Quality Assurance for LLM-RAG Systems: Empirical Insights from Tourism Application Testing
Bestoun S. Ahmed, Ludwig Otto Baader, Firas Bayram, Siri Jagstedt, Peter Magnusson
TL;DR
The paper addresses the quality assurance challenges of LLM-RAG systems in tourism, where non-determinism and reliance on retrieved context can affect reliability. It proposes a comprehensive testing framework with 17 metrics applied to three LLM variants under varied temperature and top-p settings, using a Värmland tourism case study and the Evidently platform for automated evaluation. Key contributions include adapting RAG-focused evaluation methods to a tourism domain, analyzing how architectural choices and parameter configurations influence both functional and extra-functional properties, and providing practical guidelines for production deployment. Findings show that newer LLMs offer modest gains mainly in output length and complexity, while RAG primarily enhances factual/domain accuracy; extreme parameter settings sharply degrade quality, underscoring the need for careful operational boundaries. The work offers actionable QA practices for organizations deploying LLM-RAG in domain-specific contexts and sets a foundation for broader evaluation across architectures and more granular domain metrics.
Abstract
This paper presents a comprehensive framework for testing and evaluating quality characteristics of Large Language Model (LLM) systems enhanced with Retrieval-Augmented Generation (RAG) in tourism applications.
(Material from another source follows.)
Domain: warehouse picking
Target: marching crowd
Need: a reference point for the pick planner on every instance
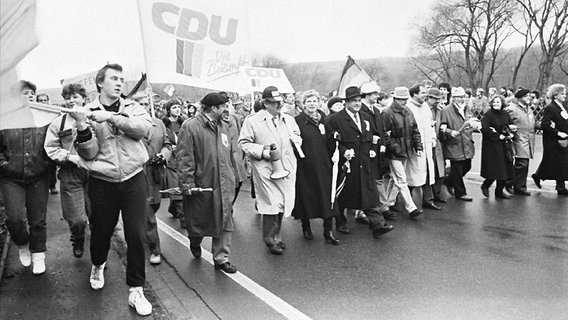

Through systematic empirical evaluation of three different LLM variants across multiple parameter configurations, we demonstrate the effectiveness of our testing methodology in assessing both functional correctness and extra-functional properties. Our framework implements 17 distinct metrics that encompass syntactic analysis, semantic evaluation, and behavioral evaluation through LLM judges. The study reveals significant information about how different architectural choices and parameter configurations affect system performance, particularly highlighting the impact of temperature and top-p parameters on response quality. The tests were carried out on a tourism recommendation system for the Värmland region, utilizing standard and RAG-enhanced configurations. The results indicate that the newer LLM versions show modest improvements in performance metrics, though the differences are more pronounced in response length and complexity rather than in semantic quality. The research contributes practical insights for implementing robust testing practices in LLM-RAG systems, providing valuable guidance to organizations deploying these architectures in production environments.